We “give up” some comfort. Or comfort food. Or any manner of convenience or indulgence. And in those moments when we feel a measure of discomfort (or, my fellow chocolate addicts, desperation), we are reminded to keep our focus not on our cravings, but on the cross. Not on sweets, but on our sweet Savior.

Over the years, I have given up coffee, cable, wine, chocolate, ice cream, and social media for Lent. (Not all at once. Heavens, no.)

A couple years ago, my aunt and uncle made a suggestion. Rather than giving up something for Lent, they suggested I give to someone. I kicked that idea around awhile and decided to give it a whirl. What could I give? Random acts of kindness. One each day to those who serve others every day. A compliment or a thank-you note, a bunch of flowers or a batch of cookies, a gift card or a glowing customer satisfaction survey. To teachers, waiters, cops, caregivers, counselors, nurses, soldiers, social workers, the woman who cleans the bathroom at the airport. God bless her.

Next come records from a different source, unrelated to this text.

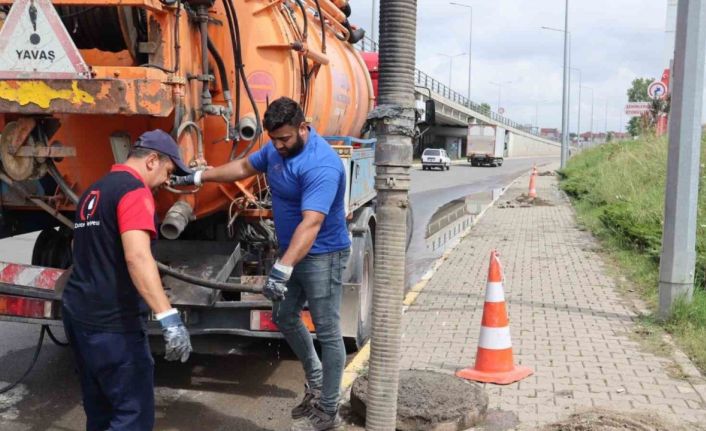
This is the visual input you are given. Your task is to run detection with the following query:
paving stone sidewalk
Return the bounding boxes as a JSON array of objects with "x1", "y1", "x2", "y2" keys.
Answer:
[{"x1": 402, "y1": 170, "x2": 706, "y2": 429}]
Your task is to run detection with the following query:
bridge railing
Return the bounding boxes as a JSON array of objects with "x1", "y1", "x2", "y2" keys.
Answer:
[{"x1": 357, "y1": 37, "x2": 539, "y2": 136}]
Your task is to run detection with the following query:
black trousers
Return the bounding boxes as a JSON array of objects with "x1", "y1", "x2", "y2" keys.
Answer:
[{"x1": 64, "y1": 312, "x2": 154, "y2": 431}]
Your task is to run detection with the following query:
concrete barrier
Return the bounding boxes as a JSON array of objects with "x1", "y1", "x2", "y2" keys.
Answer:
[{"x1": 507, "y1": 130, "x2": 561, "y2": 157}]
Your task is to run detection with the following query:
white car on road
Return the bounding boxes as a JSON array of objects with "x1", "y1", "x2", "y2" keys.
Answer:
[{"x1": 422, "y1": 148, "x2": 451, "y2": 171}]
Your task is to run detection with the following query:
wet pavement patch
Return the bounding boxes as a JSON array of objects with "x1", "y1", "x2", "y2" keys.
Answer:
[
  {"x1": 537, "y1": 410, "x2": 697, "y2": 431},
  {"x1": 496, "y1": 193, "x2": 554, "y2": 209},
  {"x1": 351, "y1": 370, "x2": 488, "y2": 431}
]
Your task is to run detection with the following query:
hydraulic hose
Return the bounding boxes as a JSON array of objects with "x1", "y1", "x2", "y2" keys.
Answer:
[
  {"x1": 157, "y1": 262, "x2": 262, "y2": 293},
  {"x1": 0, "y1": 325, "x2": 49, "y2": 394},
  {"x1": 365, "y1": 0, "x2": 417, "y2": 431},
  {"x1": 207, "y1": 36, "x2": 230, "y2": 98}
]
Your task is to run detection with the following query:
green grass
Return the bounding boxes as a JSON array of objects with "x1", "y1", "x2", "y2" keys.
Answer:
[{"x1": 560, "y1": 137, "x2": 706, "y2": 370}]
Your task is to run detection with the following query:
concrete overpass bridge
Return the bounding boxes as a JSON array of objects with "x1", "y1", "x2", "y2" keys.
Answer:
[{"x1": 358, "y1": 38, "x2": 561, "y2": 158}]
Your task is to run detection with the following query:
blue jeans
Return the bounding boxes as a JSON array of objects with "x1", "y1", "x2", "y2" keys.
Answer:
[
  {"x1": 272, "y1": 249, "x2": 350, "y2": 413},
  {"x1": 64, "y1": 309, "x2": 154, "y2": 431}
]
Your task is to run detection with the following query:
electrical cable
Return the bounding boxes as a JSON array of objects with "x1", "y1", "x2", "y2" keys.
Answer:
[{"x1": 0, "y1": 325, "x2": 49, "y2": 395}]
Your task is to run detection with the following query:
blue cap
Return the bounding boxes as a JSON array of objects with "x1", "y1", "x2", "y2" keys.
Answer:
[{"x1": 135, "y1": 129, "x2": 194, "y2": 175}]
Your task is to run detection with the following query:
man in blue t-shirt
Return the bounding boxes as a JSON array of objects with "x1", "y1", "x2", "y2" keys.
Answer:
[{"x1": 172, "y1": 97, "x2": 351, "y2": 431}]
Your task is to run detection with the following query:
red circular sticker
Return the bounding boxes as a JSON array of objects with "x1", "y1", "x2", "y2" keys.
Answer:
[{"x1": 248, "y1": 72, "x2": 275, "y2": 102}]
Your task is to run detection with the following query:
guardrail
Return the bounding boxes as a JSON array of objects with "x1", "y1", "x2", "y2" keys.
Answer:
[{"x1": 357, "y1": 37, "x2": 553, "y2": 140}]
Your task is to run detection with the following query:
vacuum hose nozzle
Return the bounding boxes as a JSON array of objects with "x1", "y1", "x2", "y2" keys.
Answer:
[
  {"x1": 238, "y1": 114, "x2": 258, "y2": 141},
  {"x1": 159, "y1": 201, "x2": 194, "y2": 239}
]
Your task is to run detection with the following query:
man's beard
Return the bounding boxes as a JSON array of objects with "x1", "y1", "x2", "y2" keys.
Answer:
[{"x1": 280, "y1": 134, "x2": 304, "y2": 158}]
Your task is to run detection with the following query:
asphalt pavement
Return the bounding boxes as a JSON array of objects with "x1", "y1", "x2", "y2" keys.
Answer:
[{"x1": 0, "y1": 158, "x2": 557, "y2": 431}]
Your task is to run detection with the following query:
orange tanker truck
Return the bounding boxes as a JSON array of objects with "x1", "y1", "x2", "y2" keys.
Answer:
[{"x1": 0, "y1": 0, "x2": 375, "y2": 353}]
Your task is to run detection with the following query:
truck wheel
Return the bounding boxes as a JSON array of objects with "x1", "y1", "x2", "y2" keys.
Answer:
[
  {"x1": 345, "y1": 230, "x2": 375, "y2": 352},
  {"x1": 32, "y1": 227, "x2": 73, "y2": 269}
]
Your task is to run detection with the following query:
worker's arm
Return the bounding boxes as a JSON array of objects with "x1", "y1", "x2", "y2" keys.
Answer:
[
  {"x1": 262, "y1": 210, "x2": 326, "y2": 301},
  {"x1": 170, "y1": 157, "x2": 264, "y2": 186},
  {"x1": 279, "y1": 211, "x2": 326, "y2": 266},
  {"x1": 120, "y1": 230, "x2": 172, "y2": 314}
]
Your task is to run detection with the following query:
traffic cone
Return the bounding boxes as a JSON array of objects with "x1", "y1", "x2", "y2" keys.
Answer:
[
  {"x1": 456, "y1": 250, "x2": 534, "y2": 385},
  {"x1": 529, "y1": 172, "x2": 537, "y2": 198}
]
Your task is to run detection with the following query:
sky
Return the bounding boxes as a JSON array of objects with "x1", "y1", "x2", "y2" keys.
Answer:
[{"x1": 350, "y1": 0, "x2": 668, "y2": 132}]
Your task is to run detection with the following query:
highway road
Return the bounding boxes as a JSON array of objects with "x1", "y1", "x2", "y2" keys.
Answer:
[{"x1": 0, "y1": 158, "x2": 557, "y2": 431}]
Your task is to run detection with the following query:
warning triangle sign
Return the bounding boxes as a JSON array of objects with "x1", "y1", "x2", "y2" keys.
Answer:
[{"x1": 0, "y1": 0, "x2": 90, "y2": 79}]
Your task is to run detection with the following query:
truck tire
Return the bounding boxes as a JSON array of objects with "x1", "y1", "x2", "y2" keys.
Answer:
[
  {"x1": 344, "y1": 229, "x2": 375, "y2": 352},
  {"x1": 32, "y1": 227, "x2": 73, "y2": 269}
]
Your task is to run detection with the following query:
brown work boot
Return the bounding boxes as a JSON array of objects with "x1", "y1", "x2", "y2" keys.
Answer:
[{"x1": 292, "y1": 385, "x2": 321, "y2": 419}]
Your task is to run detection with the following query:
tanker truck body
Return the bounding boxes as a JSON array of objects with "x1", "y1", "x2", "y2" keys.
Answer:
[{"x1": 0, "y1": 0, "x2": 375, "y2": 353}]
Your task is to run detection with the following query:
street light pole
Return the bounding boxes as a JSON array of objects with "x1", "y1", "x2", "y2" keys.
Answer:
[
  {"x1": 451, "y1": 2, "x2": 473, "y2": 102},
  {"x1": 370, "y1": 0, "x2": 377, "y2": 45},
  {"x1": 542, "y1": 4, "x2": 569, "y2": 169},
  {"x1": 561, "y1": 0, "x2": 569, "y2": 169},
  {"x1": 659, "y1": 0, "x2": 706, "y2": 319},
  {"x1": 438, "y1": 52, "x2": 466, "y2": 90},
  {"x1": 571, "y1": 67, "x2": 582, "y2": 141},
  {"x1": 489, "y1": 81, "x2": 512, "y2": 114},
  {"x1": 579, "y1": 87, "x2": 593, "y2": 144}
]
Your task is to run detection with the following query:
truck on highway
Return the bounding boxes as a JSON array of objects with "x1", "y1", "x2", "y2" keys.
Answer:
[
  {"x1": 0, "y1": 0, "x2": 376, "y2": 354},
  {"x1": 466, "y1": 124, "x2": 507, "y2": 166}
]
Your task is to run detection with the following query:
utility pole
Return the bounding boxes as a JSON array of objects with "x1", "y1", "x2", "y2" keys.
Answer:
[
  {"x1": 561, "y1": 0, "x2": 569, "y2": 169},
  {"x1": 659, "y1": 0, "x2": 706, "y2": 319},
  {"x1": 365, "y1": 0, "x2": 417, "y2": 431}
]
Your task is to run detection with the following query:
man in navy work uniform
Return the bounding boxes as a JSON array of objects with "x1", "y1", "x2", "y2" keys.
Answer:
[
  {"x1": 173, "y1": 97, "x2": 351, "y2": 431},
  {"x1": 63, "y1": 130, "x2": 191, "y2": 431}
]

And guess what? The more I gave, the more I got. The more I bestowed, the more I was blessed. (I received thank-you notes for my thank-you notes. Crazy. And lovely.) When I brought flowers, I got a bright smile and warm hug. When I offered a compliment, I got heartfelt appreciation. When I sent a gift card, I got genuine, joyful surprise. When I baked cookies, I got a couple spoonfuls of cookie dough. (I have not yet conquered a cookie fast.) And my kitchen smelled like heaven.Or someplace close, like Hershey, Pennsylvania. When I told someone who does a really tough, thankless job that her hard work (and heart work) wasn’t going unnoticed, I was given the precious gift of grateful tears.

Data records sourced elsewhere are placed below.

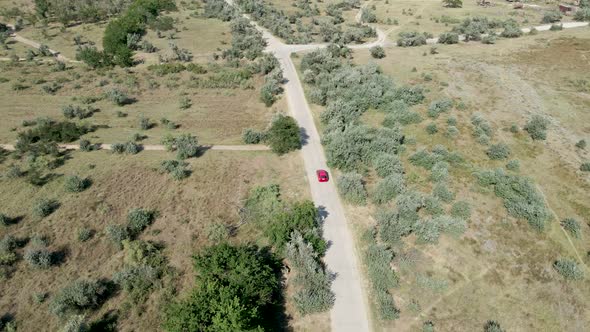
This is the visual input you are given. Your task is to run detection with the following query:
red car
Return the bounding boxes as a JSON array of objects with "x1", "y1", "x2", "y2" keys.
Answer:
[{"x1": 316, "y1": 169, "x2": 329, "y2": 182}]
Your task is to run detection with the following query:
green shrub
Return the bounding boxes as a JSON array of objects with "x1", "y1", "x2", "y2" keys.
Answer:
[
  {"x1": 0, "y1": 235, "x2": 18, "y2": 252},
  {"x1": 242, "y1": 128, "x2": 266, "y2": 144},
  {"x1": 178, "y1": 97, "x2": 193, "y2": 110},
  {"x1": 64, "y1": 175, "x2": 92, "y2": 193},
  {"x1": 373, "y1": 153, "x2": 404, "y2": 178},
  {"x1": 451, "y1": 201, "x2": 471, "y2": 220},
  {"x1": 32, "y1": 198, "x2": 60, "y2": 218},
  {"x1": 561, "y1": 218, "x2": 582, "y2": 238},
  {"x1": 375, "y1": 210, "x2": 417, "y2": 245},
  {"x1": 524, "y1": 115, "x2": 549, "y2": 140},
  {"x1": 541, "y1": 10, "x2": 562, "y2": 24},
  {"x1": 432, "y1": 183, "x2": 455, "y2": 203},
  {"x1": 0, "y1": 213, "x2": 12, "y2": 227},
  {"x1": 373, "y1": 290, "x2": 400, "y2": 320},
  {"x1": 160, "y1": 160, "x2": 191, "y2": 180},
  {"x1": 430, "y1": 161, "x2": 449, "y2": 182},
  {"x1": 106, "y1": 89, "x2": 131, "y2": 106},
  {"x1": 486, "y1": 143, "x2": 510, "y2": 160},
  {"x1": 553, "y1": 258, "x2": 584, "y2": 280},
  {"x1": 574, "y1": 8, "x2": 590, "y2": 22},
  {"x1": 506, "y1": 159, "x2": 520, "y2": 171},
  {"x1": 286, "y1": 232, "x2": 335, "y2": 315},
  {"x1": 477, "y1": 169, "x2": 551, "y2": 231},
  {"x1": 163, "y1": 244, "x2": 281, "y2": 331},
  {"x1": 395, "y1": 190, "x2": 424, "y2": 221},
  {"x1": 79, "y1": 139, "x2": 97, "y2": 152},
  {"x1": 337, "y1": 173, "x2": 367, "y2": 205},
  {"x1": 78, "y1": 227, "x2": 94, "y2": 242},
  {"x1": 139, "y1": 116, "x2": 153, "y2": 130},
  {"x1": 123, "y1": 142, "x2": 142, "y2": 154},
  {"x1": 267, "y1": 114, "x2": 301, "y2": 155},
  {"x1": 365, "y1": 243, "x2": 399, "y2": 290},
  {"x1": 105, "y1": 225, "x2": 131, "y2": 250},
  {"x1": 426, "y1": 122, "x2": 438, "y2": 135},
  {"x1": 397, "y1": 31, "x2": 426, "y2": 47},
  {"x1": 438, "y1": 32, "x2": 459, "y2": 44},
  {"x1": 500, "y1": 19, "x2": 523, "y2": 38},
  {"x1": 206, "y1": 223, "x2": 229, "y2": 243},
  {"x1": 424, "y1": 196, "x2": 445, "y2": 216},
  {"x1": 49, "y1": 279, "x2": 107, "y2": 317},
  {"x1": 113, "y1": 265, "x2": 161, "y2": 303},
  {"x1": 162, "y1": 134, "x2": 200, "y2": 160},
  {"x1": 471, "y1": 113, "x2": 493, "y2": 145},
  {"x1": 372, "y1": 174, "x2": 405, "y2": 204},
  {"x1": 414, "y1": 220, "x2": 441, "y2": 244},
  {"x1": 127, "y1": 208, "x2": 156, "y2": 237},
  {"x1": 59, "y1": 315, "x2": 90, "y2": 332},
  {"x1": 24, "y1": 247, "x2": 53, "y2": 269},
  {"x1": 422, "y1": 321, "x2": 434, "y2": 332},
  {"x1": 428, "y1": 98, "x2": 453, "y2": 119},
  {"x1": 369, "y1": 46, "x2": 386, "y2": 59},
  {"x1": 483, "y1": 320, "x2": 506, "y2": 332},
  {"x1": 0, "y1": 250, "x2": 18, "y2": 267}
]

I made a delightful discovery during Lent that year. When I give love, it boomerangs its way right back to me. Every single time.

More good news.

Mercy me,

Wendy

P.S. For the record, I’m giving up candy for Lent. Which likely means I will be giving up movies too, because without movie candy, what’s the point, really? I will miss you, Sno-Caps and Skittles and Twizzlers… oh my. (To make matters worse, I just realized that the 40-day Lenten fast is actually 45 days when you count the Sundays too.)  Which means I will be hitting the day-after-Easter candy sale at Kroger. Hard. And humming the Hallelujah chorus as I do.